After practicing for a few years with the Youngstown firm of Rigelhaupt and Rigelhaupt, and then with attorney Martin Goldberg, Mr. Burdman joined several attorneys in establishing a new firm, which most recently went by the name of Burdman, Kretzer, Ellington, Stein, and Marando. In 1987, the firm merged with Nadler and Nadler to form Nadler, Nadler, and Burdman, and continues to operate by the same name in downtown Youngstown today.
Mr. Burdman’s practice was primarily devoted to real estate, small business, and taxation law. He also maintained a significant pro bono practice, helping friends, family, and others in need manage legal aspects of their personal and business affairs.
Mr. Burdman also partnered with his brothers, Kenneth and Ronald, in a real estate development business. Burdman Brothers built and managed post offices, office buildings, shopping centers, and industrial properties across the Northeast. Even after retiring, Mr. Burdman remained involved part-time in both his legal practice and the family development business for a number of years.

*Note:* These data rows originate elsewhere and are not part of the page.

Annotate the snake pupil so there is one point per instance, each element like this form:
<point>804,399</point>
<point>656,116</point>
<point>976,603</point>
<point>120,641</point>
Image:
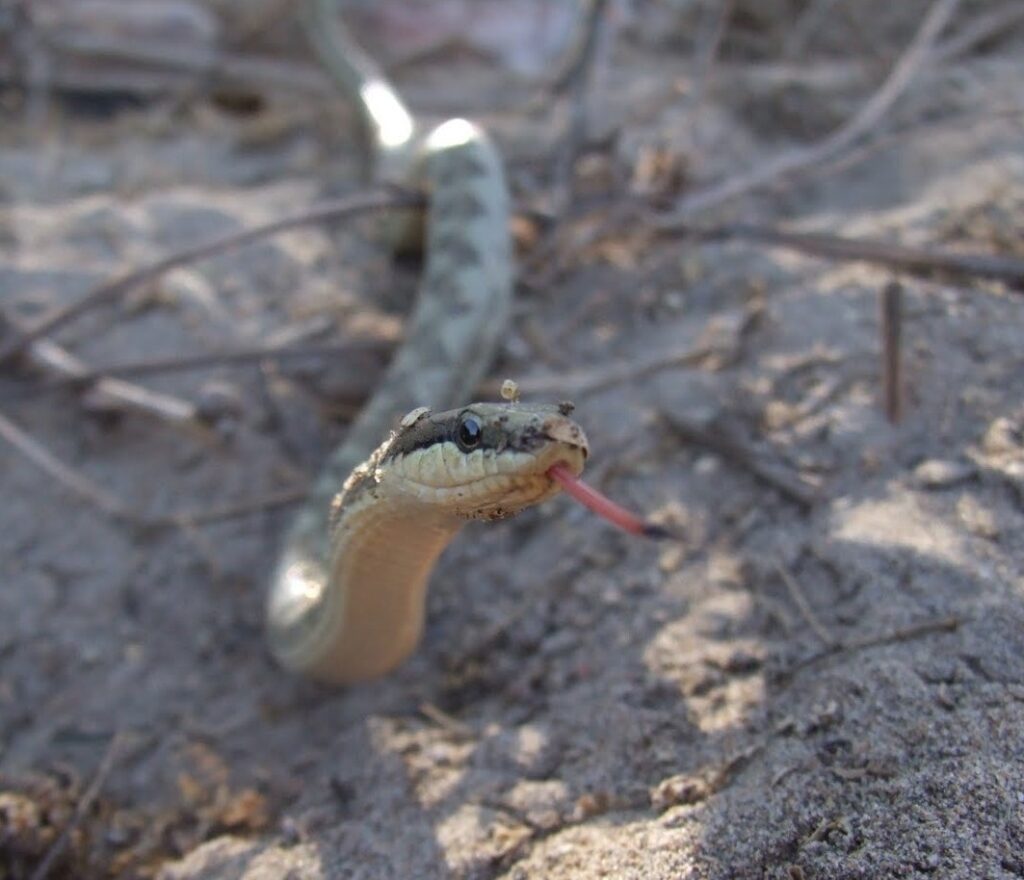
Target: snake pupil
<point>469,434</point>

Continuing his family tradition of civic service and expressing his gratitude for the opportunity to practice law, he served for years on Duke Law School’s Board of Visitors, and was an honorary lifetime member. Both a faculty lounge and an endowment for public service fellowships were established at Duke as a result of his generosity. He and his wife also were supporters of numerous civic organizations and Jewish community agencies in the Youngstown area. Mr. Burdman was a member of the Mahoning County, Ohio, and American Bar Associations, and an honorary member of the Ohio State Bar Foundation. He also belonged to the legal fraternity Phi Delta Phi, El Emeth Synagogue, the Simon Weisenthal Center International Leadership Council, St. Albans Lodge of the Masonic Order, and numerous other organizations.
Along with Babette, Mr. Burdman enjoyed traveling, cultural pursuits, and a wide circle of friends across the country. Six years ago, they moved to Arizona, where they had maintained a vacation home.
Family was always an important focus of his life, and the Burdmans had an ever-growing extended one. Mr. Burdman was also a father figure to younger generations outside his immediate family, especially after the death of his brothers and others close to the family.
Mr. Burdman is survived by his wife of 49 years, Babette, his children, Linda Fine, Pamela Burdman; a sister, Ina Rae Levy; and two grandchildren.